NOEL KING, HOST:
All this week, we've been hearing stories about the Stonewall Riots. Fifty years ago, a police raid on a gay bar in New York City spiraled into two nights of violence. It's considered a galvanizing moment in the LGBT rights movement here in the U.S.
Earlier this week, I talked to two people who've been chronicling that movement - the past and the present. Jason Baumann coordinates the LGBT Initiative at the New York Public Library, and Barbara Gonzalez writes about the queer Latina community. I asked her what key issues the community faces in the future.
BARBARA GONZALEZ: I think it's really unfortunate that, while we have come so far as a society, there are so many things that we still have to work on that were still relevant in 1969. We have queer and trans youth that are still homeless. Forty percent of homeless youth are queer and trans. Also, we're still trying to figure out how to best protect trans women, particularly trans women of color. Just this month, we've had Layleen Polanco who was found dead in her cell on Rikers. We had Johana Medina Leon who was found dead in ICE custody.
KING: Jason, let me turn to you and ask about policy. There have been advances certainly - there have been big winds around marriage, around adoption. What policies over the next 50 years would you like to see put in place to improve the position of the queer community in U.S. society?
JASON BAUMANN: One of the things that's been most troubling is seeing patterns of things that are repeating from 50 years ago.
KING: Like what?
BAUMANN: Military service. In 1960s, the main political issue was actually the right to serve in the military because it was really the right to employment generally since the federal government is one of the largest employers in the United States and really sets the tone for all other employers. And so with this current ban now being put in place on transgender people serving in the U.S. military, it's really very, very troubling that 50 years later we're now losing this right.
And similarly, with bathroom bills, trying to discriminate against transgender people, and also these various efforts around cakes and are they going to serve us in restaurants or a bakery, right? And it's this attempt by the conservative forces to really take away public space from LGBT people, which is really going back to the 1960s - you can't order a drink in a bar.

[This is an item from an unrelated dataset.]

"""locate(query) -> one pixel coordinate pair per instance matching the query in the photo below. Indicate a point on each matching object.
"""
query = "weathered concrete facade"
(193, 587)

I think we think that history goes forward as a sort of story of progress. But really, LGBTQ rights and liberties and really place in society have sort of grown and ebbed and gone down over time. So I think we have to be very mindful about the cycle that we're entering, and that seems to be much more conservative to me than 20 years ago.
KING: Barbara, you're 25 years old, and it's interesting to think about the space that you must be in because you've come up in a time where there have been so many advances in the queer community with regard to rights. But Jason's making this really interesting point - over the last couple of years, many people would say they've seen those rights erode. As a 25-year-old, does that concern you? What kind of period do you think we're living in?
GONZALEZ: I think it would be remiss for me to say that it doesn't concern me; it definitely does. I do try to maintain a sense of hope that, while we are living in a very dark period, that there are so many folks speaking out about it and calling things out. I can't not imagine that we have to make some sort of progress in the next 10 to 15 years.
KING: In 50 years, what will the story of pride in America be, and who do you think is going to be telling it? Barbara, let me start with you.
GONZALEZ: OK. Well, for pride as we know it right now, I think that there are a lot of folks who are trying to get into the LGBT space and show their support.
KING: Allies, yeah?
GONZALEZ: Yes, correct. I feel like a lot of folks are trying their best to be allies, but they don't always know the best resources or how to best support. So I think that once allies are equipped with the right ways to support the community, such as knowing how to address someone by their proper pronouns, how to ask those types of questions. And this is within the ally community but also within the LGBT community. There are a lot of white cis gay men and white cis gay women and white gender-nonconforming folks who might not know the best ways to interact with queer people of color within the community.
KING: You know, there have been a lot of corporations during the month of June that have exhibited Pride, that have, you know, hung up rainbow advertisements, rainbow flags, that have made very clear their allyship with the community. And some people are really skeptical of that. They say we don't need, for example, a credit-card company or a cereal company being part of pride. Jason, what do you think about big companies allying themselves with the community?
BAUMANN: I think it really depends on whether they're willing to support the telling of political stories, you know?
KING: Hard for corporations sometimes.
BAUMANN: Yeah. And this is, I think, the problem for LGBTQ communities, is that they don't want to ignore that there was a civil rights movement. And so I think our struggle as activists and historians is really to show that there's a political history; there's a civil rights movement that took place. And I think if corporations are willing to support the telling of that story, then I'm all for it. But if it's something that's two-dimensional, that doesn't really tell our story, then I really don't think we need that.
GONZALEZ: Right. And these corporations tend to only activate during Pride Month. There is no other support year-round. There is no press release going out saying, X Corporation is giving X amount of dollars to this cause supporting LGBT folks. It only seems to happen at pride parades that we'll see their social medias painted in rainbow hues, but we don't actually see the follow up of - like Jason said - how they're going to tell our stories, how they're going to support monetarily.
KING: Barbara and Jason, thank you both so much for being here.
BAUMANN: Thank you.
GONZALEZ: Thank you so much.
KING: Barbara Gonzalez writes regularly about LGBT issues in the Latina community, and Jason Baumann coordinates the LGBT Initiative at the New York Public Library.